Una dulce sonrisa da las gracias con más verdad que una arenga, y una dulce inflexion de voz alcanza más que todas las instancias.
Todos los poetas han vestido sus canciones inmortales con el ropaje de la dulzura: ¿qué otra cosa sino su imágen son la Cordelia, de Shakespeare; la Cossete, de Víctor Hugo; Mme. de Tecle, de Feuillet, y Corina, de madame Staël?
La música, ¿nos encantaria si no hubiera en ella dulzura y sentimiento?
¿Amariamos las flores á no ser por su dulce perfume y su suave belleza?
El grato ambiente de la primavera ¿no parece reanimarnos con su penetrante dulzura?
Sí; la dulzura es lo más bello que se conoce y lo que ejerce un predominio mayor en nosotros, y con el manto de la dulzura se adorna todo lo que es inmortal; seamos dulces, aunque tengamos razon para estar resentidas, y mostremos sentimiento, pero cólera, jamas.
Julieta sedujo á Romeo por su inefable dulzura de carácter: así lo dice el poeta y así lo demuestra en la deliciosa escena de ¡Adios! que los dos jóvenes tienen á la aurora del dia que los separa para siempre, y en la que la amada dice al amante, para retenerle más, que no es la alondra la que canta, sino el ruiseñor el que se deja oir entre las sombras de la noche.
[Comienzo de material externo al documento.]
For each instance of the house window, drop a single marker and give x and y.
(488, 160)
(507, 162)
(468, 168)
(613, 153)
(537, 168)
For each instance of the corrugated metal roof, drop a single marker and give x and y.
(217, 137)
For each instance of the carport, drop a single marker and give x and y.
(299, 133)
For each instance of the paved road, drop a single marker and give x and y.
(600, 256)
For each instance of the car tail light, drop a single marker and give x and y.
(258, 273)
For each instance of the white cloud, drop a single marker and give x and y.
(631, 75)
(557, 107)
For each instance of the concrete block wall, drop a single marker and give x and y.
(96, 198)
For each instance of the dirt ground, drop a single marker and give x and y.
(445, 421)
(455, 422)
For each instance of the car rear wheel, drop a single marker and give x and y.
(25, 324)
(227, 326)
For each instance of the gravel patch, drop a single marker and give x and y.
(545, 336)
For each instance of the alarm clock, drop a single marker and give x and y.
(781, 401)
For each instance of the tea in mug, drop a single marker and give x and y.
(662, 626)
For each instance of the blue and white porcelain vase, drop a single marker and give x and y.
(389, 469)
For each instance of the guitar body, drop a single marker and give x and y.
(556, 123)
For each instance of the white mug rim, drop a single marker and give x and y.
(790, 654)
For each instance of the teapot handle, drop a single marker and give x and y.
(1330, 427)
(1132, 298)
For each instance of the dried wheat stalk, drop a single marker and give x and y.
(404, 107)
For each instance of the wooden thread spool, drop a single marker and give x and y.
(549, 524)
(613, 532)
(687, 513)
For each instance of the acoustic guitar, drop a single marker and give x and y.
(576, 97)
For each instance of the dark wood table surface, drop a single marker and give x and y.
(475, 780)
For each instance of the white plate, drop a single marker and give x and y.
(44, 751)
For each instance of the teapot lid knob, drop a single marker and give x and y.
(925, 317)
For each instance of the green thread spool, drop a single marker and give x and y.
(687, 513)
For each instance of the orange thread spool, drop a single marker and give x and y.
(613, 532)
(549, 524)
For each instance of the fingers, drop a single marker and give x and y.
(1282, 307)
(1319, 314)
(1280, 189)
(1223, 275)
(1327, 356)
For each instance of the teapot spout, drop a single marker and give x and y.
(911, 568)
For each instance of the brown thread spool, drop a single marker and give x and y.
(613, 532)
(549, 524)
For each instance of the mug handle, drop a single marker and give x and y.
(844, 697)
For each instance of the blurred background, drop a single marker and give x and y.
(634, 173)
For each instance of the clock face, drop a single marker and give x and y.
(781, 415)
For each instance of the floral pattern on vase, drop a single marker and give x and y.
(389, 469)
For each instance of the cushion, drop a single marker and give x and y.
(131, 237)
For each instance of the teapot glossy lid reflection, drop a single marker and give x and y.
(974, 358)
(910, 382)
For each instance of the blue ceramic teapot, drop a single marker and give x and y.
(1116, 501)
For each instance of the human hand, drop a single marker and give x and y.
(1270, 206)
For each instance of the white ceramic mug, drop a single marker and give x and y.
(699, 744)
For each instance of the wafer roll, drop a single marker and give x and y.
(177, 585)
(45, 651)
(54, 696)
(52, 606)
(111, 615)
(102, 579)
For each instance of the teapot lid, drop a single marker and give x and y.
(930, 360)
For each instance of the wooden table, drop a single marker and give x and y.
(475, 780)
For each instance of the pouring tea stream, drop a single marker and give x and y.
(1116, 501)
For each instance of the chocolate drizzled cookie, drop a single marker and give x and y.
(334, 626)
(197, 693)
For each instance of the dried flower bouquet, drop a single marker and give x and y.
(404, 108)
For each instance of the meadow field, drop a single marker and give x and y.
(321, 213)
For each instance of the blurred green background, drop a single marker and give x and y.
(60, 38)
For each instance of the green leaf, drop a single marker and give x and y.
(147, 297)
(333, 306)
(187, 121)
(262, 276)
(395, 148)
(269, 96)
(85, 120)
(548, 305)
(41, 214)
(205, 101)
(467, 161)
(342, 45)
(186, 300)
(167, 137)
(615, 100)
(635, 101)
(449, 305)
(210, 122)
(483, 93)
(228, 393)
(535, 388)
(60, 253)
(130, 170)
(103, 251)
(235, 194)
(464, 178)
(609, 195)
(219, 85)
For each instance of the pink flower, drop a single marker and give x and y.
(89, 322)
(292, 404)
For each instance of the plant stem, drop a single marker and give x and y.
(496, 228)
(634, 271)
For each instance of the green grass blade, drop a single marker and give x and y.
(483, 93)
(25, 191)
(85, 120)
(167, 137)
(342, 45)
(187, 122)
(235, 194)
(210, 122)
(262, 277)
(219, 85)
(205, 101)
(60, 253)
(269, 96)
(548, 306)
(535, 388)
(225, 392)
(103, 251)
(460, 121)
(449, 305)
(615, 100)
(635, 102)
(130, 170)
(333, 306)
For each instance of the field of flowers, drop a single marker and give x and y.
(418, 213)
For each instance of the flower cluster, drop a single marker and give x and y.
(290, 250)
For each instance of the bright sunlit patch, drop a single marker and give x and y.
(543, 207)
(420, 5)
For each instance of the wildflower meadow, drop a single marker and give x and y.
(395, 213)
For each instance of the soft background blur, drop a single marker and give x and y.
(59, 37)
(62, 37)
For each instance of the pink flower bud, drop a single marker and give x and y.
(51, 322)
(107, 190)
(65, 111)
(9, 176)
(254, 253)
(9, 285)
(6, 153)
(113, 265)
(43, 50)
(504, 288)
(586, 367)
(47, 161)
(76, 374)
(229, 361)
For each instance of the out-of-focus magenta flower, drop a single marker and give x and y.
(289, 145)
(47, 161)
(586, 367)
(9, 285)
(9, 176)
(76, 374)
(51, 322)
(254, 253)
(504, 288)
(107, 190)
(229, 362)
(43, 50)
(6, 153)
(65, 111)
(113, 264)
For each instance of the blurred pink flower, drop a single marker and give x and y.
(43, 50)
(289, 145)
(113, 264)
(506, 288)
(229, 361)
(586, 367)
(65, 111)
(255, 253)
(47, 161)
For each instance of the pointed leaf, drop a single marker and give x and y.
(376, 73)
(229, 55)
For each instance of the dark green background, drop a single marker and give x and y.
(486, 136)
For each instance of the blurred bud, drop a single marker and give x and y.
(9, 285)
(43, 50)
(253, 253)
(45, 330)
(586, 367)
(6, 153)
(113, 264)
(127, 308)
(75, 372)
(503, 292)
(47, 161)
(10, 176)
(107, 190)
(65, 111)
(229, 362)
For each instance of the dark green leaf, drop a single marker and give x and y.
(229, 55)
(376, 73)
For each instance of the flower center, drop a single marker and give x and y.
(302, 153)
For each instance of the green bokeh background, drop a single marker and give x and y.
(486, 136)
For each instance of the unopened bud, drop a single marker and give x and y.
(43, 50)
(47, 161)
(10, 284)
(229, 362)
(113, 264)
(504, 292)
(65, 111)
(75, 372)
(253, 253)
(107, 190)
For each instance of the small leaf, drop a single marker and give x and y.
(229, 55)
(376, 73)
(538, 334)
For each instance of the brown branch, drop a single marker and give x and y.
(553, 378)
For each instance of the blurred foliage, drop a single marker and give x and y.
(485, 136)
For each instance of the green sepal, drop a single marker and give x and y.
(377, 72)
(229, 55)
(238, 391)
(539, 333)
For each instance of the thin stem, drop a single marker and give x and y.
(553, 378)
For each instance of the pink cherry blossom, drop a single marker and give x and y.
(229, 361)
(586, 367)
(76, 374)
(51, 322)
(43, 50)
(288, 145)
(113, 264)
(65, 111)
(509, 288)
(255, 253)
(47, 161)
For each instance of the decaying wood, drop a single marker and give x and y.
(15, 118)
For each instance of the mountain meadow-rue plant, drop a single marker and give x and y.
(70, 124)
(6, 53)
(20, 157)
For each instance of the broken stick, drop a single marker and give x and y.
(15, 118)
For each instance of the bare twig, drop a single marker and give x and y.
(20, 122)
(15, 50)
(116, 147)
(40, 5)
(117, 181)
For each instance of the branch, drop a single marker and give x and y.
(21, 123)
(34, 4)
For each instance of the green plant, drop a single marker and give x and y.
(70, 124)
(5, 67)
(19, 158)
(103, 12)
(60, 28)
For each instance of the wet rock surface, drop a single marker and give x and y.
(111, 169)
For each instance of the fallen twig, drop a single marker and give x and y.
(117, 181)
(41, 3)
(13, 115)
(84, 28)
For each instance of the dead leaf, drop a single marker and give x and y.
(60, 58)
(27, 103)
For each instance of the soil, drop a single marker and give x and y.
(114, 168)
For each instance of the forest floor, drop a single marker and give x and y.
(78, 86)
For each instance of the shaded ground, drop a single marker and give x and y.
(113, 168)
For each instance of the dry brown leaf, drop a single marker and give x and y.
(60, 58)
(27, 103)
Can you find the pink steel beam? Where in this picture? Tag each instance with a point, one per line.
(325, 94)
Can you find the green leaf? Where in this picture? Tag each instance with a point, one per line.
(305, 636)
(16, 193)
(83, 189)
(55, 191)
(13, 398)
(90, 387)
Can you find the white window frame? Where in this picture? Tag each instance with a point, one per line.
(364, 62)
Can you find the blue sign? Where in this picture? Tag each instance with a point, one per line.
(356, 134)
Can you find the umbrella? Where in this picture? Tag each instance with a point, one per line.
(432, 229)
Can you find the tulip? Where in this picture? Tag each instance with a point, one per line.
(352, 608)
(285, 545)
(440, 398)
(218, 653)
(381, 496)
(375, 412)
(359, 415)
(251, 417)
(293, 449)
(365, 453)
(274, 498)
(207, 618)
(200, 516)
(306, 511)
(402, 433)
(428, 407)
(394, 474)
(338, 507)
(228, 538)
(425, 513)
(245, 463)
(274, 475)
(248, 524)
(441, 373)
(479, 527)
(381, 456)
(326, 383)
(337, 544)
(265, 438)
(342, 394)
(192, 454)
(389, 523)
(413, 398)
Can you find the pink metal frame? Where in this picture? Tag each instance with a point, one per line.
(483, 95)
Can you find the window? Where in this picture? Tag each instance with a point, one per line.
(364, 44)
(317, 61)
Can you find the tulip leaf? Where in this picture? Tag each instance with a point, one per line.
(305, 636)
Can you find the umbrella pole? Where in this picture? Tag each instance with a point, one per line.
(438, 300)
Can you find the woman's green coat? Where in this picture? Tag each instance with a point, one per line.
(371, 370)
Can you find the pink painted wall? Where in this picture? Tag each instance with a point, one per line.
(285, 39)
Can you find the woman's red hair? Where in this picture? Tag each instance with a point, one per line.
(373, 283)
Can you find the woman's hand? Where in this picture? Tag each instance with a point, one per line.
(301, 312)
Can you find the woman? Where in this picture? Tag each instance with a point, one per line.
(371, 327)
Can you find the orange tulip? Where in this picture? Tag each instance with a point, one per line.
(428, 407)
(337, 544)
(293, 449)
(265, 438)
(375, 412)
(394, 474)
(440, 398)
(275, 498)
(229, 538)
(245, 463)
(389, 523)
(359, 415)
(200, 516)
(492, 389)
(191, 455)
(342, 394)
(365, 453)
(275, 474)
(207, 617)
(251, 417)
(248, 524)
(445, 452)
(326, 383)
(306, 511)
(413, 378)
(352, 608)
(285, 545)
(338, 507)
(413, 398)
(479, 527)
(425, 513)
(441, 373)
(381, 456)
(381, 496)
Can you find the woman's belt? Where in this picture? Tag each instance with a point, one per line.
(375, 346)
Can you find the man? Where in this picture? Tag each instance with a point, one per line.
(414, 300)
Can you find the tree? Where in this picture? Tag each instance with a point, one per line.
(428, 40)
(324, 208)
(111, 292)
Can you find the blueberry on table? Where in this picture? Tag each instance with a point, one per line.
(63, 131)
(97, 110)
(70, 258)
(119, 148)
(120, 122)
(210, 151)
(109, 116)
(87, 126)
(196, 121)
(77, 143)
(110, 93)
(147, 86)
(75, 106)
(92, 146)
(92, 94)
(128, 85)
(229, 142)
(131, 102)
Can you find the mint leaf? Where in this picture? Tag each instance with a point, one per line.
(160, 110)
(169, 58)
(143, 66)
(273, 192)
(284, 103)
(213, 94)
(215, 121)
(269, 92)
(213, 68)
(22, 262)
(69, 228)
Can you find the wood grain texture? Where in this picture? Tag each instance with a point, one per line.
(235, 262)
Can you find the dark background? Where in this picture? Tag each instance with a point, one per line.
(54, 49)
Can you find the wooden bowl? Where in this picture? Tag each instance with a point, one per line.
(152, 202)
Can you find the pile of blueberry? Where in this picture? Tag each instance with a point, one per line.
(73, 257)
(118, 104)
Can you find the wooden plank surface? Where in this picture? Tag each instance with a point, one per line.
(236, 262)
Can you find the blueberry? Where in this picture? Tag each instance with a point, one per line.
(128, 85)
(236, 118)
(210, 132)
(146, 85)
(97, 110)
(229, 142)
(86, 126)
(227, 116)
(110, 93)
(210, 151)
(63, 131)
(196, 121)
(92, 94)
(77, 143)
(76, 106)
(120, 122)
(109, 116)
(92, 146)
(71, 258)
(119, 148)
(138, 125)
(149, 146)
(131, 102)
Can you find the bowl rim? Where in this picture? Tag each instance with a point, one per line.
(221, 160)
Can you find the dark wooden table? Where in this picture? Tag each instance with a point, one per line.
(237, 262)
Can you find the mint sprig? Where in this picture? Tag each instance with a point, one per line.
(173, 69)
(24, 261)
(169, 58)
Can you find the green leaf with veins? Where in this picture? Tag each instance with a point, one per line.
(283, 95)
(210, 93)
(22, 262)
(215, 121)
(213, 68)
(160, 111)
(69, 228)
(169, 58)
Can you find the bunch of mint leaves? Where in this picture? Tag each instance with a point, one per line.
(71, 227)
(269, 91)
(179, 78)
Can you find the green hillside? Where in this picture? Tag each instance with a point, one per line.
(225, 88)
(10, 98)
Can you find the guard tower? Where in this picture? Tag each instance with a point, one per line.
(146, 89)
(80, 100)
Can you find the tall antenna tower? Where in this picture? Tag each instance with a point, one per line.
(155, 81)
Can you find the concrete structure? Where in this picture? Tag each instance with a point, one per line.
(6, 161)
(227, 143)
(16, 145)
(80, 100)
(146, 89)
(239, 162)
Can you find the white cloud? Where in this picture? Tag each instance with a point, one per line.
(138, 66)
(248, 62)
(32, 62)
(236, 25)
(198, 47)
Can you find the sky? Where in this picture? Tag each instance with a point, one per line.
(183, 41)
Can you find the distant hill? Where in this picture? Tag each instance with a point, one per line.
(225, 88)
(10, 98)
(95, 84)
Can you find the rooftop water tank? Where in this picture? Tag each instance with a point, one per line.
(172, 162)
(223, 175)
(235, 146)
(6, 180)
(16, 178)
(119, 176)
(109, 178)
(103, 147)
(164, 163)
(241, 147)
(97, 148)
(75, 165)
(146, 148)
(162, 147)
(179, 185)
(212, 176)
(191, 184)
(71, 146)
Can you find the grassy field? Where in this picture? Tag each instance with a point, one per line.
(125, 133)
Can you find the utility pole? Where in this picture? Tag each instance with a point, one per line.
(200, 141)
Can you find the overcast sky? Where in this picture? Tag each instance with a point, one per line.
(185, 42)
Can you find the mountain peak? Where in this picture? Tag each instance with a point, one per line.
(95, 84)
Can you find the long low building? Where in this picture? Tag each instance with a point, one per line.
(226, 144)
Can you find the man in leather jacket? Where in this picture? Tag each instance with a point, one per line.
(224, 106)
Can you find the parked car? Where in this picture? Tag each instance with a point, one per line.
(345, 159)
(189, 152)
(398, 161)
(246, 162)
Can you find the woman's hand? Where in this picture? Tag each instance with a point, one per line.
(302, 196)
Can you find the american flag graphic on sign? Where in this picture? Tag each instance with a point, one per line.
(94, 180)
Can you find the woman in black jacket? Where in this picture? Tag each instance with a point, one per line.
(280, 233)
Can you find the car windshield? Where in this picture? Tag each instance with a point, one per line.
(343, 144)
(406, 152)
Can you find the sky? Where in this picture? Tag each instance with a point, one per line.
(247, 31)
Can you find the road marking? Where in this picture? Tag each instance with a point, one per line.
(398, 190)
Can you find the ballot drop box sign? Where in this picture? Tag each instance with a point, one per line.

Habrá quien comprenda y ame á la mujer fuerte y enérgica, y yo siento no ser de ese número para amar de otro modo nuevo á la mujer; mas áun cuando la voy á buscar para admirarla al campo del pasado y entre las páginas de la historia, admiro más á la mártir de las oscuras penas del hogar doméstico que á las heroínas como Juana de Monforte y la Monja Alférez.
Bastantes hombres hay que derraman la sangre de sus semejantes.